— AUBURN, N.Y. (AP) — President Barack Obama says a possible chemical weapons attack in Syria this week is a "big event of grave concern" that has hastened the timeframe for determining a U.S. response.
"This is something that is going to require America's attention," Obama said during an interview broadcast Friday.
However, the president said the notion that the U.S. alone can end Syria's bloody civil war is "overstated" and made clear he would seek international support before taking large-scale action.
"If the U.S. goes in and attacks another country without a U.N. mandate and without clear evidence that can be presented, then there are questions in terms of whether international law supports it, do we have the coalition to make it work," he said in the interview on CNN's "New Day" show. "Those are considerations that we have to take into account."

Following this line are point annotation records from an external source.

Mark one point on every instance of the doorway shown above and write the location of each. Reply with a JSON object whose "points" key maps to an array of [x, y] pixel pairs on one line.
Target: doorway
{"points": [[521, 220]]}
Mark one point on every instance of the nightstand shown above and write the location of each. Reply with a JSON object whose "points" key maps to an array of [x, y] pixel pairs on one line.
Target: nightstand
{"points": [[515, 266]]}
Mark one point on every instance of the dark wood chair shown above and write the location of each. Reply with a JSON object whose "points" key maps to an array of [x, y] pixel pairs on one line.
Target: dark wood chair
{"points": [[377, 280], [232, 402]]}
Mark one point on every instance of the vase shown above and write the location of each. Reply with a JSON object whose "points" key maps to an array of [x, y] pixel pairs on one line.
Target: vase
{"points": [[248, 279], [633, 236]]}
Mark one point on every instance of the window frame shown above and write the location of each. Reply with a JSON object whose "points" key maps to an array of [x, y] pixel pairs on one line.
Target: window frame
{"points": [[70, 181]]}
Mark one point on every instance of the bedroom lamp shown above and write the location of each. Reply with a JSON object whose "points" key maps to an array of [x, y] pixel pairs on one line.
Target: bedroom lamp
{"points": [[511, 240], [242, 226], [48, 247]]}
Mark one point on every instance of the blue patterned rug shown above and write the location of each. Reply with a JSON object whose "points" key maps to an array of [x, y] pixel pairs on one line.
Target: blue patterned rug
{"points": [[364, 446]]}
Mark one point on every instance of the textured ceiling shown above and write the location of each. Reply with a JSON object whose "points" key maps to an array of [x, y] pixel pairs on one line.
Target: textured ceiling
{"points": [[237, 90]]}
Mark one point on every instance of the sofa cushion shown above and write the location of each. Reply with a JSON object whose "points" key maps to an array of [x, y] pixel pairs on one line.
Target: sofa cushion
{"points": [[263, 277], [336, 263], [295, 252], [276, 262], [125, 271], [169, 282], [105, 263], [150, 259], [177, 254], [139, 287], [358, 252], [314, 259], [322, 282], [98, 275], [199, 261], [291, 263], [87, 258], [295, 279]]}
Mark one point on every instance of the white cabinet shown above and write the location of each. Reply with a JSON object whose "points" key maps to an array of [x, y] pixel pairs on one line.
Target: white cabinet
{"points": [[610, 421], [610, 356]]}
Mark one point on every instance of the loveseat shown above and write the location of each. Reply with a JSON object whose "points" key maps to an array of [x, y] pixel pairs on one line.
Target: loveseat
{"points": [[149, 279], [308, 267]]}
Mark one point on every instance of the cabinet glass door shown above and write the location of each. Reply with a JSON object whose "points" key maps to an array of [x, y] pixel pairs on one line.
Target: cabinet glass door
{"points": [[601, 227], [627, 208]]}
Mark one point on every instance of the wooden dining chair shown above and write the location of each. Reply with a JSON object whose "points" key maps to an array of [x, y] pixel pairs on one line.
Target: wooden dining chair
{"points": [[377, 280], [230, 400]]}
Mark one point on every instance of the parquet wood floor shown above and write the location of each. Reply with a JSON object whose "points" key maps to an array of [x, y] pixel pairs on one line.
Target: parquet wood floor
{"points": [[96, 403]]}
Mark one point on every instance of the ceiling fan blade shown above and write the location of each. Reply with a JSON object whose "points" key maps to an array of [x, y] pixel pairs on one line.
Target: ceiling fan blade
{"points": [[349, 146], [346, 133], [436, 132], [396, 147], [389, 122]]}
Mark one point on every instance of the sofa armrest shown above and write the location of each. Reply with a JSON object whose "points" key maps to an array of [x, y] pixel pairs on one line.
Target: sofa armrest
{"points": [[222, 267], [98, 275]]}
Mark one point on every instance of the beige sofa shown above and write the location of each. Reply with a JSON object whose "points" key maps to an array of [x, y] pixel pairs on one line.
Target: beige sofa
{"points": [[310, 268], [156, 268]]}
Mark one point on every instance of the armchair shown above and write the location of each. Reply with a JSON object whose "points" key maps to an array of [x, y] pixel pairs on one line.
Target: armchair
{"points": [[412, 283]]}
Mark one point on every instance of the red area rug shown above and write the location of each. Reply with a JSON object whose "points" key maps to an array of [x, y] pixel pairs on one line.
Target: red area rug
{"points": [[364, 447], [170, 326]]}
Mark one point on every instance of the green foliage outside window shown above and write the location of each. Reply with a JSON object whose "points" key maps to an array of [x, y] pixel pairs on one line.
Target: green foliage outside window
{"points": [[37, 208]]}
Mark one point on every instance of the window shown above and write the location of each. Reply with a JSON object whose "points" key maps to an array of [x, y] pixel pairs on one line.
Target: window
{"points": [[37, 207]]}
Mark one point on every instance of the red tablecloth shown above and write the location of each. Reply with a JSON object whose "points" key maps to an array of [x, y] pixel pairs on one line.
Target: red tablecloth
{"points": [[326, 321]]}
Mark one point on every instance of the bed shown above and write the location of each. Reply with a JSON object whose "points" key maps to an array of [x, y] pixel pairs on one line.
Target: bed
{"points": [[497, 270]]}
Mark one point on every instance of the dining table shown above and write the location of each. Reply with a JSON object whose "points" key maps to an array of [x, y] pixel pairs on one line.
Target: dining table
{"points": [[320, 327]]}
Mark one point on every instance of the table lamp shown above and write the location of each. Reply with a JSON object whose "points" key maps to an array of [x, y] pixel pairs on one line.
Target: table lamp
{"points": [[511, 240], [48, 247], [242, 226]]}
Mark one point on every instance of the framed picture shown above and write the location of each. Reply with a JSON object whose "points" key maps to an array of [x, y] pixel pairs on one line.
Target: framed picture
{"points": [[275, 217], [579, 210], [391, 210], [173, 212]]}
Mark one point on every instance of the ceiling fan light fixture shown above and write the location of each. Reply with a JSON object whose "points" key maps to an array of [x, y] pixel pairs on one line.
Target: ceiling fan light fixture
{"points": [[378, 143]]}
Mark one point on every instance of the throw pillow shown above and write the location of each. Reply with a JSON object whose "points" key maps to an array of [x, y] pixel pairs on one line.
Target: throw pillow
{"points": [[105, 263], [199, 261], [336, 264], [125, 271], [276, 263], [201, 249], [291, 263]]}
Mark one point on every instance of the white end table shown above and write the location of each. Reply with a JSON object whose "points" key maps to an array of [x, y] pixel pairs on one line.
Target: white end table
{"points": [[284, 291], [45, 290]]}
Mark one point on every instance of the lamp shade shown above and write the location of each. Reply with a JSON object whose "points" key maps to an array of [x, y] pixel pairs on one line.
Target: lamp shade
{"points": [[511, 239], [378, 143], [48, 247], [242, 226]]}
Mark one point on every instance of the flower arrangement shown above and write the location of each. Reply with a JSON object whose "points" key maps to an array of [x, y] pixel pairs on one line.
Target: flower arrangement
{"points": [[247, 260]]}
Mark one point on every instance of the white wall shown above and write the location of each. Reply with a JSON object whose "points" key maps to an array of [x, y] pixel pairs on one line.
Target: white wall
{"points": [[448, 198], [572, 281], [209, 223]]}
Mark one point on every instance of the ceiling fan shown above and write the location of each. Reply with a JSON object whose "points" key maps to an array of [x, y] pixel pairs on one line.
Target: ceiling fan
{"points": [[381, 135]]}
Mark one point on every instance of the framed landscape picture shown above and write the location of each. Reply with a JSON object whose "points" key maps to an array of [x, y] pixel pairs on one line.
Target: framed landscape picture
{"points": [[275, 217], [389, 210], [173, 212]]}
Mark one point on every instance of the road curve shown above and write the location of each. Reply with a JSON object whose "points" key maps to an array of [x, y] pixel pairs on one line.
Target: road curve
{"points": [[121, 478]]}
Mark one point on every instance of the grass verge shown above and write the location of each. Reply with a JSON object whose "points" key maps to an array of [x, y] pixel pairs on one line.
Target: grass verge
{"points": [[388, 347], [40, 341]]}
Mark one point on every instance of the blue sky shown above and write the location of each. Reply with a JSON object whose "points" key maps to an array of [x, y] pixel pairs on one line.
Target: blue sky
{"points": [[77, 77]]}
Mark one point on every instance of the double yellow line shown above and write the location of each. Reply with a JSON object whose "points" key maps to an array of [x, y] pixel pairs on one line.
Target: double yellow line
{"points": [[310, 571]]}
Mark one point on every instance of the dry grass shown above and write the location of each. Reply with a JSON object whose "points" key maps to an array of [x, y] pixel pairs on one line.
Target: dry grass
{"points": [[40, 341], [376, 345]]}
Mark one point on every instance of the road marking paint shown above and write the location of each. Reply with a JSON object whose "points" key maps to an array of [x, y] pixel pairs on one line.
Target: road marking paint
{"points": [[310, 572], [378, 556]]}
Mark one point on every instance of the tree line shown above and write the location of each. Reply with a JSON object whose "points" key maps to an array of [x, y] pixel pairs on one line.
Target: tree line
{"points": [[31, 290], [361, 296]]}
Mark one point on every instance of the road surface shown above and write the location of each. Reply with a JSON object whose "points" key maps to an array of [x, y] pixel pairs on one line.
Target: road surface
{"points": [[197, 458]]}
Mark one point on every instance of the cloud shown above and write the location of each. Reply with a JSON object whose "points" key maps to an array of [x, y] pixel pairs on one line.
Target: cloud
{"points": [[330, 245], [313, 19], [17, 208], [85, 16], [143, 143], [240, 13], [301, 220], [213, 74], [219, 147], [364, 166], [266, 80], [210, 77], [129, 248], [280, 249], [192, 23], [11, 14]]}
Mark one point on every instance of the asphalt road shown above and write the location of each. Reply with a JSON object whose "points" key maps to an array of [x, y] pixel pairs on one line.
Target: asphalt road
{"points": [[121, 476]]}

Obama's comments on Syria were his first since Wednesday's alleged chemical weapons attack on the eastern suburbs of Damascus that killed at least 100 people. While he appeared to signal some greater urgency in responding, his comments were largely in line with his previous statements throughout the two-year conflict.
The president said the U.S. is still seeking conclusive evidence that chemical weapons were used this week. Such actions, he said, would be troubling and would be detrimental to "some core national interests that the United States has, both in terms of us making sure that weapons of mass destruction are not proliferating, as well as needing to protect our allies, our bases in the region."
Wednesday's attack came as a United Nations team was on the ground in Syria investigating earlier chemical weapons attacks. Obama has warned that the use of the deadly gases would cross a "red line," but the U.S. response to the confirmed attacks earlier this year has been minimal.